“A little—a little——” She was about to say ‘love,’ but, with an effort, faltered the word “affection.”

“What rot!” he exclaimed, and looking her over from head to foot, with a derisive laugh, he went out of the room.

CHAPTER XVII

THE expected heir, for whom conspicuous preparations had been made—bonfires laid ready for the torch, name and sponsors solemnly selected—turned out to be a girl. This was a severe and unconcealed disappointment to Blagdon, and he allowed his wife to feel the full brunt of his indignation, and displeasure. The estate and all the property was strictly entailed, and, after Hugo, it passed to a distant cousin (naturally detested), a man who farmed a small sheep ranch in New Zealand, and was reported to be barely able to write his name.

Old Mrs.

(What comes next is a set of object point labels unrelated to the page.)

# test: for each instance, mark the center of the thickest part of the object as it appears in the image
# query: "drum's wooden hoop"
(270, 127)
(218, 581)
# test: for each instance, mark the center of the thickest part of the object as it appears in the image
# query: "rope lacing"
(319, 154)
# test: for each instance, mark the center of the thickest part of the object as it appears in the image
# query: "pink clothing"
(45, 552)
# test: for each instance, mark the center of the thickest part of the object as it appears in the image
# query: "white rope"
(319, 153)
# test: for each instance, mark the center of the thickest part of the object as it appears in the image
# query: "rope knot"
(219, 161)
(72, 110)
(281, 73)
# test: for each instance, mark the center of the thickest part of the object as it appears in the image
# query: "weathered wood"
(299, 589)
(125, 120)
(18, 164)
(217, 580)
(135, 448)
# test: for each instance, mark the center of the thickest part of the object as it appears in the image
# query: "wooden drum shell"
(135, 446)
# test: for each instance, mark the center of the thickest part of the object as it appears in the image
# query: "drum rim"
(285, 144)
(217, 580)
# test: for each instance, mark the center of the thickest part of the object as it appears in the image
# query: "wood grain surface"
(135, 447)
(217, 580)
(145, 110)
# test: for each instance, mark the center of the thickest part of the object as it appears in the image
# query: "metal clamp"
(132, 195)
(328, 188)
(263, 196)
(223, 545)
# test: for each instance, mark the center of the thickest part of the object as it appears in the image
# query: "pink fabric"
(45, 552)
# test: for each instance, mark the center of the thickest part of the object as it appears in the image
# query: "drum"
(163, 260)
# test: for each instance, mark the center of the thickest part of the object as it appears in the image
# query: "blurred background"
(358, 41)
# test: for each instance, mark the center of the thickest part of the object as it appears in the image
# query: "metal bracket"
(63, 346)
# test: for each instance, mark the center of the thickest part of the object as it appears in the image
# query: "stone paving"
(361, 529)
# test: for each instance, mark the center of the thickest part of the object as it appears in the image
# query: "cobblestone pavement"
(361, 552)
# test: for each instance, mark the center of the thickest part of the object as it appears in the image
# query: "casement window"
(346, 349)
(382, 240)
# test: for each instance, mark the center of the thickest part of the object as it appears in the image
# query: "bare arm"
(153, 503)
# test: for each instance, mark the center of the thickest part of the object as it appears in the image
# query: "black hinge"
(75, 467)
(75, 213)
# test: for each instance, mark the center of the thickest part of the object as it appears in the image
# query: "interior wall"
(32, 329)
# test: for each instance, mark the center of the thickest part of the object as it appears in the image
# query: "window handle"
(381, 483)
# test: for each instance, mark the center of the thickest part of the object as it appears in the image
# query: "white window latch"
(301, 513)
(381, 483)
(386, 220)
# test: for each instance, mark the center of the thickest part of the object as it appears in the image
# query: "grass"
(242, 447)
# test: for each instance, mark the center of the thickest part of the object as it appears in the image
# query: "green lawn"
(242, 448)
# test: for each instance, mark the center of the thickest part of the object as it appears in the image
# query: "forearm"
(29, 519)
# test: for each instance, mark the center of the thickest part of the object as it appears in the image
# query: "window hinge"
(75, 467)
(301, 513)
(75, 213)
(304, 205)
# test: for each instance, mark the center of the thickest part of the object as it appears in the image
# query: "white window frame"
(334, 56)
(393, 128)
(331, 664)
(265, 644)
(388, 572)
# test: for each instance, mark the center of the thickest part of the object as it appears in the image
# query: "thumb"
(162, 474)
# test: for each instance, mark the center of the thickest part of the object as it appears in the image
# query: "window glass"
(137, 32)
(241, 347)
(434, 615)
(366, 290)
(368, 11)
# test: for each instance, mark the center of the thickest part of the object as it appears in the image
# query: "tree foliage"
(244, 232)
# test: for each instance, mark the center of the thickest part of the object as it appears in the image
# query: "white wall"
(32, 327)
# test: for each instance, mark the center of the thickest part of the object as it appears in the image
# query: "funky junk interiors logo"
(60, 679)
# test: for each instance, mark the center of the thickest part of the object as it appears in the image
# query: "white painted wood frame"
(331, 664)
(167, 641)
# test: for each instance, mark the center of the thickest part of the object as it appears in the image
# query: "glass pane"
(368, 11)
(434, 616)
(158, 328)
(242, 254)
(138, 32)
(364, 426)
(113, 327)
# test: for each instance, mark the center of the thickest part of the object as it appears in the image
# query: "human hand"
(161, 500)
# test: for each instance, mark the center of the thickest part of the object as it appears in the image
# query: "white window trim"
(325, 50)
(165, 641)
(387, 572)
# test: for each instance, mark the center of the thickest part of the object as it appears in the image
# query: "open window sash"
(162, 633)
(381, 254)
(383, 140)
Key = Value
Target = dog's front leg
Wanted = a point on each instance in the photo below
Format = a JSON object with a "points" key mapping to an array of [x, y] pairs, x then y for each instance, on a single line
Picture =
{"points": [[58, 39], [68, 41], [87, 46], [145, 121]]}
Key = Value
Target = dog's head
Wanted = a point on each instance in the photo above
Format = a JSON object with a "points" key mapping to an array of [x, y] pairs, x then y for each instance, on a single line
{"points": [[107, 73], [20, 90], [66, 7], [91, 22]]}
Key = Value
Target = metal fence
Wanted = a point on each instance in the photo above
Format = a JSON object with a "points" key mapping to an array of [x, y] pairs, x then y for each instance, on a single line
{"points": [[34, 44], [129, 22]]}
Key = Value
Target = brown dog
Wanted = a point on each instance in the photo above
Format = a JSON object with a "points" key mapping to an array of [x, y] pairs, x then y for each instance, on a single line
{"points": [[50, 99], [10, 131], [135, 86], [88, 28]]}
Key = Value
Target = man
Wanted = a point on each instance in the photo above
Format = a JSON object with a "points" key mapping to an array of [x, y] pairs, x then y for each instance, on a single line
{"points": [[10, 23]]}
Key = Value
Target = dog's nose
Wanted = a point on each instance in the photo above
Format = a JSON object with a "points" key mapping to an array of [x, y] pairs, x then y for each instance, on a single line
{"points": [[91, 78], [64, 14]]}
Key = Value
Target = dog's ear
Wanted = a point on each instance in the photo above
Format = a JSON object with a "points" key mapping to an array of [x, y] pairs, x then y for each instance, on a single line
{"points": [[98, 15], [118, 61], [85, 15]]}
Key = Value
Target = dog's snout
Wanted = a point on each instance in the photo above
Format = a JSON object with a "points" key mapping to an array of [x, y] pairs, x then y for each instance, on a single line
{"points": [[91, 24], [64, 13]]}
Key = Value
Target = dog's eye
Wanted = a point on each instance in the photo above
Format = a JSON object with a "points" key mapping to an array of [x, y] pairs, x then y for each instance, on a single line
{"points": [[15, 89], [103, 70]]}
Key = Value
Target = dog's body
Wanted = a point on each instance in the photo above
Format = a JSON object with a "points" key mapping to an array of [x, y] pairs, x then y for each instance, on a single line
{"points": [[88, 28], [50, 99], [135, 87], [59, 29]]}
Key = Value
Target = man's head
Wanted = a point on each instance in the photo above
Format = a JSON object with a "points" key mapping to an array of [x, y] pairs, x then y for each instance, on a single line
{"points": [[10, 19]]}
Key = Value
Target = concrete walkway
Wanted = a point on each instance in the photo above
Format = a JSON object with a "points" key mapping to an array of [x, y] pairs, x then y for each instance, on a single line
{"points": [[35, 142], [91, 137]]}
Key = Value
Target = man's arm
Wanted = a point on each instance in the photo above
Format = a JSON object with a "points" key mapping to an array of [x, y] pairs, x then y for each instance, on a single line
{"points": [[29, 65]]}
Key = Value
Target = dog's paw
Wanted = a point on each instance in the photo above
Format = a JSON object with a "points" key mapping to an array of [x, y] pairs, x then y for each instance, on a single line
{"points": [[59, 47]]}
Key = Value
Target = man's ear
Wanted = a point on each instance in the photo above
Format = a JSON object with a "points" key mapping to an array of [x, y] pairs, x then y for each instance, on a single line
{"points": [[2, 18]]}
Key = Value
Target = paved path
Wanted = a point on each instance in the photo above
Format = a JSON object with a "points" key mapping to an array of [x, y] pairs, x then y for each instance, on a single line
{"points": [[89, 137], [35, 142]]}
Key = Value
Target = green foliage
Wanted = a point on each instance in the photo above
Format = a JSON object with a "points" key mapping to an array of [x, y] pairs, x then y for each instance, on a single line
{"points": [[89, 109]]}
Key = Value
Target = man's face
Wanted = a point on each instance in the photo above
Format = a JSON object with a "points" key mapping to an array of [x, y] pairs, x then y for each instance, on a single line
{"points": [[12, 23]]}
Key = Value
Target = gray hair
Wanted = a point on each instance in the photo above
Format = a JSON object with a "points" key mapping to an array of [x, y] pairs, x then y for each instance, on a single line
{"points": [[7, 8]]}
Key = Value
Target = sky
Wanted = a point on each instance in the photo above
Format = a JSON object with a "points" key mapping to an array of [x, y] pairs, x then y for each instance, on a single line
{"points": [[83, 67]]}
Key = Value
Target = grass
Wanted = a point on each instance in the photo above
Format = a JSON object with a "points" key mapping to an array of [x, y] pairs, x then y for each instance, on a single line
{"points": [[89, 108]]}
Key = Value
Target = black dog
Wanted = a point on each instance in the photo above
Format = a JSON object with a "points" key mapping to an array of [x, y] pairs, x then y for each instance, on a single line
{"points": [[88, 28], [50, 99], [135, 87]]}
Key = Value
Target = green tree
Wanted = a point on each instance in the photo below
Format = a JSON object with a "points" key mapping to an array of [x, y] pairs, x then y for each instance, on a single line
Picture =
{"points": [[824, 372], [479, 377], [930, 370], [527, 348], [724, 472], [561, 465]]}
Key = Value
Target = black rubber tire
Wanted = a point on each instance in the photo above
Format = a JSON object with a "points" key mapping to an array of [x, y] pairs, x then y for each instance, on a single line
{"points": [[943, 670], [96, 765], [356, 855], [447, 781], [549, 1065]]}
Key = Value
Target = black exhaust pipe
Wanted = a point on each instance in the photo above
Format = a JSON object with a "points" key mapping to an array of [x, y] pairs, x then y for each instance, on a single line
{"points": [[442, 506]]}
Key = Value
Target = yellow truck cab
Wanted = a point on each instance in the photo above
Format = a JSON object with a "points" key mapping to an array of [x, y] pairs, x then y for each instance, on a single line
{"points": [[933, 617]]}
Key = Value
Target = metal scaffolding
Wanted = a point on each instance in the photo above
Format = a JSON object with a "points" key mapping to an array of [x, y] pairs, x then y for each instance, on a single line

Blagdon who had come to Sharsley for the auspicious event, dissembled her dissatisfaction with well-bred dignity, and took a certain amount of notice of the unwelcome infant (her namesake), a fair little waxen creature, adored by her mother from the moment she was laid in her arms.

The great bonfires remained unlit, the charitable doles were withheld, the grand dinner to the tenantry was cancelled; and Blagdon, like a sulky schoolboy, left home to be consoled by his usual associates.


Three years had slipped by since the sensational and still-talked-of wedding at Thornby, and although a good deal of water had flowed under the bridge, it had brought no pleasant flotsam to the feet of Letty Blagdon. Her husband deserted her for months at a time; he had taken to racing, owned a stable and rented rooms at Newmarket, as well as a hunting-box in the shires, declaring that Sharsley, as a hunting centre, was obsolete. He frequently went abroad en garçon, assuring inquisitive friends, that “his wife loathed the Continent, and that nothing would induce her to leave the child.”

During the first months of Letty’s married life the Court had opened its long-closed doors, and maintained something of its ancient state; there had been dinners, shoots, and visitors; more than once Aunt Dorothy had adventured over from Thornby, put up her horses, and accorded to her miserable niece, a critical and inquisitive ‘day’; but a twenty-mile drive is a serious undertaking, and Mrs. Fenchurch contented herself with boasting to her friends of Mrs. Blagdon’s enviable happiness, and the beauties, and luxuries, of her home.